浮気の定理-Answer-
年下の、明るくて社交的な可愛い妻。


そのどれにも当てはまらない妻が、今、ここに立ってる。


見たこともないような、怒りと悲しみと寂しさを湛えた表情で……


抗えない状況で、俺は仕方なく観念して、封筒の中身を取り出した。


「……っ!」


――嘘だろ!?


そこには、いつ撮ったものなのか、ホテルに入る真由と俺の姿が写っていた。


とっさに封筒の表面下にある文字を読んでみる。


そこには、五十嵐探偵事務所と、はっきりと書かれていた。


――いつからだ?智子はいつから気づいていたんだろう?


証拠は一切残さないように、しっかりと消していたはずだ。


メールも着信も全て消去していたし、アドレスだって怪しまれないように会社の名前にしていた。

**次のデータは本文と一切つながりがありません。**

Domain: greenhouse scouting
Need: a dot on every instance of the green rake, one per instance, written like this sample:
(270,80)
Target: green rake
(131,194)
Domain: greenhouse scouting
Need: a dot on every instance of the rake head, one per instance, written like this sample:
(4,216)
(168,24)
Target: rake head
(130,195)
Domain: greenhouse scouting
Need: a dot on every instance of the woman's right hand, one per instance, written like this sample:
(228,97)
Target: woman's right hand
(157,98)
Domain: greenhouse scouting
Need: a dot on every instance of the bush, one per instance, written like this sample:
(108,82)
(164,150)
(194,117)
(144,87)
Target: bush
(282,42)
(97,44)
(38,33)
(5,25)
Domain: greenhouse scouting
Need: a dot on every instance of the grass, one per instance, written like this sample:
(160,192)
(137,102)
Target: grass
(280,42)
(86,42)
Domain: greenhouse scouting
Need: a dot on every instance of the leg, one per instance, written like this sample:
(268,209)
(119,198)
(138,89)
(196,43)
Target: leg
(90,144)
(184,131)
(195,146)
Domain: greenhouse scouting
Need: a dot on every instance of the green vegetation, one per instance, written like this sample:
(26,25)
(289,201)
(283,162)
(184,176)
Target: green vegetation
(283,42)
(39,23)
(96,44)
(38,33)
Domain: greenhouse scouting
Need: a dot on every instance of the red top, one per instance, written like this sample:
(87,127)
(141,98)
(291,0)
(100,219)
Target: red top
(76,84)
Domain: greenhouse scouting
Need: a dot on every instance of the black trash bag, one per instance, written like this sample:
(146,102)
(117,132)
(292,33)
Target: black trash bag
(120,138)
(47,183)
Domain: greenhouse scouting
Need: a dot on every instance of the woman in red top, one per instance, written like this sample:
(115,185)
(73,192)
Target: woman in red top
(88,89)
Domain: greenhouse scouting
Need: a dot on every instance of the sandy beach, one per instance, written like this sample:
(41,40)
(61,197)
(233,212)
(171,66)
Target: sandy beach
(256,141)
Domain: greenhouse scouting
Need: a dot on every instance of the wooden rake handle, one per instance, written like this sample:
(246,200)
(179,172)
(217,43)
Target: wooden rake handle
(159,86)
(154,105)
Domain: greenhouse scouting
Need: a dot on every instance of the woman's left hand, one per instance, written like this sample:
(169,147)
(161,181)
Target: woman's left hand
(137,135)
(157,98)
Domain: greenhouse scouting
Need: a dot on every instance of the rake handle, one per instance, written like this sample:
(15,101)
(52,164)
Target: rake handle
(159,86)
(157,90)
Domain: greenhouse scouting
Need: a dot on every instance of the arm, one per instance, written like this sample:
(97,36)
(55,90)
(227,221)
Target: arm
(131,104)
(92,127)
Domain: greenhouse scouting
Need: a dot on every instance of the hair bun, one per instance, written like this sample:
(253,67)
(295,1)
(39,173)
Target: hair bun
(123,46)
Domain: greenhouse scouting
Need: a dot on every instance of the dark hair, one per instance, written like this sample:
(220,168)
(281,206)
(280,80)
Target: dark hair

クレジットカードも、履歴が残るから使わなかったし、真由との食事やホテル代だって、株で儲けた自分の小遣いで全て賄っていたのだ。


――何を見落とした?俺のアリバイは完璧だったはずなのに……


確かに最近は家庭を顧みず、真由のことばかり考えていたかもしれない。


でも、それが妻を不安にさせていたとは思っても見なかった。